Ciesze sie, ze masz dobry humorek. Spadek wagi - swietnie... :) Byly chlopak? Hmmm ciekawe...
fineska, w sumie mi tez bardziej zalezy na wymiarkach :)
tak, mam 170cm wzrostu, niestety zgraniutkta to nie jestem.
Jestem typowa gruszka, zawsze jak tyje to mi idzie w tylek. I najciezej mi stamtad schudnac.
Moje zdjecia przed odchudzaniem, sa gdzies w tym topicu.
Terazniejszych, calej sylwetki nie mam.
Zaraz wkleje zdjecia w wesela, ale mam tlyko kilka, bo cos sie z aparatem stalo. Mam nadzieje ze bedzie sie dalo inen odzyskac.
Niestety calej sylwetki nie widac.
fineska, ja steperkuje i ciwcze na poszcegolne partie ciala, Teraz zamierzam tez chodzic na aerobik. Niestety na silowni sa sami faceci i sie troszke wstydze tam lazic.
Steperkuje na srednim obciazeniu i wysokosc mam ustawiona tez na srednia. Czytalam ze przy takich ustawieniach i przy szybkim tempie spala sie tluszczyk, a gdy sa obciazenia duze i wykonuje sie wysokie stepy,wtedy pracujemy nad miesniami.

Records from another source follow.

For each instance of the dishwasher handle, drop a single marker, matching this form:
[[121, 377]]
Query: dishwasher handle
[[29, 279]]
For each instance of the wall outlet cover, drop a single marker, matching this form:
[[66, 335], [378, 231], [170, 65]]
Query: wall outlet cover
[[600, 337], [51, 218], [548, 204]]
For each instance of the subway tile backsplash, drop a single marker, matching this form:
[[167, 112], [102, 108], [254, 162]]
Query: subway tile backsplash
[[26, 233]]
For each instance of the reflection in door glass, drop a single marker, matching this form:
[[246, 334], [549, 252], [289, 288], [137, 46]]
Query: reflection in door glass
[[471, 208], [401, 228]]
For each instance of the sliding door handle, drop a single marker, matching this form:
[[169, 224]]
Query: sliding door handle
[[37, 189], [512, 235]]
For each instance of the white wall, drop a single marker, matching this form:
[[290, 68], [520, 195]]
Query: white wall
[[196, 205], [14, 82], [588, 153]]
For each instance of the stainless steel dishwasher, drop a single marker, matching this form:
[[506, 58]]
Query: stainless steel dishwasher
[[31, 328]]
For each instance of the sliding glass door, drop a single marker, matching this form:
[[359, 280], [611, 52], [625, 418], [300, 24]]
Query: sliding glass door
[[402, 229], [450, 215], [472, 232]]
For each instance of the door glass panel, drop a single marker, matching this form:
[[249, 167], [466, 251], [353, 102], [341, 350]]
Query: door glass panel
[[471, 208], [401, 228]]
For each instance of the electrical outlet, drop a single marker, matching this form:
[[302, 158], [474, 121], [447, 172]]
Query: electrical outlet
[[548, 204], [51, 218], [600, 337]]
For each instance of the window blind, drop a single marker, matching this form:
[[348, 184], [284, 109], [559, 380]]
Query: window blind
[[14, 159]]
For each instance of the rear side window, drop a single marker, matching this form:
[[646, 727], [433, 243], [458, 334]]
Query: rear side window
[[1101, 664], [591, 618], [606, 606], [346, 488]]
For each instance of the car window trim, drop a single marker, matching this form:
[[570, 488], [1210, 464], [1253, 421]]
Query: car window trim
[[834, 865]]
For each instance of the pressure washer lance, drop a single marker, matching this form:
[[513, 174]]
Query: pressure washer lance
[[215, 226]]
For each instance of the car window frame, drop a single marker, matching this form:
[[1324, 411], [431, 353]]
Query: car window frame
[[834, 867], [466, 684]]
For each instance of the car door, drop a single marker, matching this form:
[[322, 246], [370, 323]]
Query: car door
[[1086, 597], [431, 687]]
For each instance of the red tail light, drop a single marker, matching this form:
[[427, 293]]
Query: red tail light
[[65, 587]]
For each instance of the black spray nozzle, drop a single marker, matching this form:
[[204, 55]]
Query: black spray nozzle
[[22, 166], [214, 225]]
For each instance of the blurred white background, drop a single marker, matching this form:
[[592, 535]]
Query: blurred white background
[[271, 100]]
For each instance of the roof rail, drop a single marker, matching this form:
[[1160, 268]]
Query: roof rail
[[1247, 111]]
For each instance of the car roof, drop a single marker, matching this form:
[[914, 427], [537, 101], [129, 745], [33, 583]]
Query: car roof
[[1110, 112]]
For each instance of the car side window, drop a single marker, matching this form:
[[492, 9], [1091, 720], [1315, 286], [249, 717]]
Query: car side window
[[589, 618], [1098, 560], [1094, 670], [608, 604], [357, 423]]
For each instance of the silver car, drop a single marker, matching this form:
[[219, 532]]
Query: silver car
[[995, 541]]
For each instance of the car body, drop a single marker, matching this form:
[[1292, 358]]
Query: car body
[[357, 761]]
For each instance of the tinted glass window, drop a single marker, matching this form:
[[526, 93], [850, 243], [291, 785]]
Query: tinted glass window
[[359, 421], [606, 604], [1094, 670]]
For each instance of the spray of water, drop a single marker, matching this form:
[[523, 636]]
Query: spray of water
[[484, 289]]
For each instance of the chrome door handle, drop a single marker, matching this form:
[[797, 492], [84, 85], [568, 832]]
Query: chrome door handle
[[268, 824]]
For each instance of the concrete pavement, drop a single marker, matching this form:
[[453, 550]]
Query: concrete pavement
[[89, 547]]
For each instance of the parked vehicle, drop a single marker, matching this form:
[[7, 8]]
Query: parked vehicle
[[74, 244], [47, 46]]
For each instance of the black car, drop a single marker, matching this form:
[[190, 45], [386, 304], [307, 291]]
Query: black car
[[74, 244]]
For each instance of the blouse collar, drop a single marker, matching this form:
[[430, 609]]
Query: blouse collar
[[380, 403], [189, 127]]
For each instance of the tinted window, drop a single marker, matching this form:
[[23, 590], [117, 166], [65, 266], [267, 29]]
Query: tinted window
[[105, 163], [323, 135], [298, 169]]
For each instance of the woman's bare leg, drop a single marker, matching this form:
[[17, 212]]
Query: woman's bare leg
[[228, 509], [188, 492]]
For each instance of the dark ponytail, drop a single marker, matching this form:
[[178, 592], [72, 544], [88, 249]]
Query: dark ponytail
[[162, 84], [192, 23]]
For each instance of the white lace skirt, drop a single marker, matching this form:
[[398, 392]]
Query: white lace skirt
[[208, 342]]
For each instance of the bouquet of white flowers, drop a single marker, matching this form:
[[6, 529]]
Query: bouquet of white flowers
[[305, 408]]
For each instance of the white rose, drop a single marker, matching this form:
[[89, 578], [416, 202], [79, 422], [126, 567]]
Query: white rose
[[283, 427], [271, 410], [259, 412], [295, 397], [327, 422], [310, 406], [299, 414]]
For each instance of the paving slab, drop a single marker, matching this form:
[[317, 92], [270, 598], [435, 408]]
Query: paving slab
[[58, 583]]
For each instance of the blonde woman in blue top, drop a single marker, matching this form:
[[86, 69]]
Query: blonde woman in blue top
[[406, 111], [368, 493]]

Ja narazie chce spalic pupcie. Tylko lydka mi ciagle stoi w miejscu, chyba to wina wlasnie steperka. Ale widac ze na lydkach mam miesnie a nie tluszczyk, jak wczesniej.
CzarnaWampirzyca, noo mi tez nieraz podobaja sie moje krecone wloski :) ale rzadko ;]
NotPerfectGirl, oj narazie spaku nie ma, tzn nie chce wejsc na wage, bronie sie przed tym ;)
Dzis z cwiczonek:
steper
czas 30:00
kcal 1087
km 2,71
kroki 2124
Tammie na brzuszek
no i kalorie spalone przy sprzatanku ;)
usuniete
usuniete
Wow :lol: Monic :lol: super wyglądasz na tych zdjęciach z wesela i ta nowa fryzurka :) w sum,ie widze, że juz odchudzać sie nie musisz!!!! chudzinka z Ciebie.
Bardzo fajna kreacja :wink:
a masz zdjecia jak wygladałas przed z waga 70 kg???